Mengatur ulang nama pengguna, kata sandi untuk mengakses permainan
Membuka kolom percakapan
Pertukaran data antar pemain dengan menggunakan link
Membaca buku panduan yang bersangkutan dengan penggunaan item, aturan waktu, dan pelanggaran
Pada level pertama diwajibkan mengalahkan semua musuh dengan tangan kosong
Koin berada di atas balok bertanda tanya
Berlari dan melompati prajurit yang sedang menjaga pertahanan kastil
Taburan air garam melemahkan akar pohon
Jamur berwarna merah telah dilengkapi oleh penambahan jumlah kekuatan
Setiap karakter direpresentasikan oleh angka biner 8-bit
Bukti kepemilikan akan diaktifkan jika memperoleh rasio kemenangan

Ketapang, 07 Oktober 2025

Amanda Amalia Putri, lahir di Banyuwangi, 28 Februari 2004. Mengisi waktu luangnya dengan menulis puisi.
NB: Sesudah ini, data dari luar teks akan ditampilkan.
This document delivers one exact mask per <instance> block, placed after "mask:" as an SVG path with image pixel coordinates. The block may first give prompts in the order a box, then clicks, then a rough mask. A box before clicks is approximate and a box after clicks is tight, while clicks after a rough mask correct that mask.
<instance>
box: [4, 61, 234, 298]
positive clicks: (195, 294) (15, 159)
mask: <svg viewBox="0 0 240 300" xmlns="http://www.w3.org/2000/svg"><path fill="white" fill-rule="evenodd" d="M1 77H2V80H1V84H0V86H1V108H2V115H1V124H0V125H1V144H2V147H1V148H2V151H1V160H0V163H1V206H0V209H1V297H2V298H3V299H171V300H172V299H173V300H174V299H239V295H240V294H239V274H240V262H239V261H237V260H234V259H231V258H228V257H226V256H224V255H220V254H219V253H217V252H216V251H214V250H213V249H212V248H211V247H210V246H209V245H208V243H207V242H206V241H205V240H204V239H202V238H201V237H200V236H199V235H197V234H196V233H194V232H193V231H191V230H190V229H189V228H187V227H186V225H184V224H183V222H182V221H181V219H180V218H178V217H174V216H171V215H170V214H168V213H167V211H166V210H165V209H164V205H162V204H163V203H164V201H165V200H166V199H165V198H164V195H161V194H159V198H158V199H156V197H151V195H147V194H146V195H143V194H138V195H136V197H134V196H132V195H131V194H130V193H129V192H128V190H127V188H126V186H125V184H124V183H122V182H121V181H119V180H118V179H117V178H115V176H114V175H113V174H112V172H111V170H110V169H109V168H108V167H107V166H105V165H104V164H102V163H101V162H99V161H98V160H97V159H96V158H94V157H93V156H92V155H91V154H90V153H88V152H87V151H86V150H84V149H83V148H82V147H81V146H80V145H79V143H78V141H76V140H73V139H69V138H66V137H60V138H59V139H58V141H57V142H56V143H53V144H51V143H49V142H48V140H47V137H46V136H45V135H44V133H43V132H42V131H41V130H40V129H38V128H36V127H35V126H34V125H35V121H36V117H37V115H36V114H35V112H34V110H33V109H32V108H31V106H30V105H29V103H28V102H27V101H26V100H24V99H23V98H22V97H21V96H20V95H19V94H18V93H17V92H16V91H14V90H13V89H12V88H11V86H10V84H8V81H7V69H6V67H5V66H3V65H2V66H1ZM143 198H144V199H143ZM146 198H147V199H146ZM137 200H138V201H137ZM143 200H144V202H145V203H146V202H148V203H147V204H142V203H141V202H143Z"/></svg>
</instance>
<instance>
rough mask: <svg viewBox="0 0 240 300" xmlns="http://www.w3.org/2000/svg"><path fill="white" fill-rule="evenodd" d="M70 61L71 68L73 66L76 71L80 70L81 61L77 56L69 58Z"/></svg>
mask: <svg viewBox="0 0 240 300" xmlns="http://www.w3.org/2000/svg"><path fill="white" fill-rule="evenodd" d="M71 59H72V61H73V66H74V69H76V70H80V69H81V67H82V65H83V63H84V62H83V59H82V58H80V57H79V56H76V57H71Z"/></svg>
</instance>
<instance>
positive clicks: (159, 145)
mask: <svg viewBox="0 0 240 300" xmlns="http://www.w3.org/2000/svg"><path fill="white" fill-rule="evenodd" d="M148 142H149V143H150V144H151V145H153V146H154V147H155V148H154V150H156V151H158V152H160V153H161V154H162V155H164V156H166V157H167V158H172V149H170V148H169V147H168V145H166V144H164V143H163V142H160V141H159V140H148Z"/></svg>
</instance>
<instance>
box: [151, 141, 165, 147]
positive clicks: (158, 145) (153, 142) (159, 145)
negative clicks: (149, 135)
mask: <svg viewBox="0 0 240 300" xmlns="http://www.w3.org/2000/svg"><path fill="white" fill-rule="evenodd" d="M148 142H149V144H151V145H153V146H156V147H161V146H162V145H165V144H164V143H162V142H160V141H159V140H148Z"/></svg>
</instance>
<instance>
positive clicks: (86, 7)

Puisi-puisinya termuat di Banera.id, Bantenhejo.com, biliksastra, darus.id, KBA News, Madurapers, Mbludus.com, MediaKTM, NOLESA.COM, Pronesiata.id, Riausastra.com, Salik.id, Sanggam.id, SumenepNews.com, sepenuhnya.com, Tirastimes.com. Beberapa puisinya termuat dalam buku antologi bersama antara lain: Pengembara Rindu(2020), Senandung Bait Cinta Pertama(2023), Gugur Cinta ke Pelukan Rindu(2023), Rahasia Hati Yang Tak Pernah Terucap(2023), Simpul Rasa(2023), dan Aku di Garis Penantian(2024), Jejak Masa lalu(2025), dan Luka yang tak Bersuara(2025).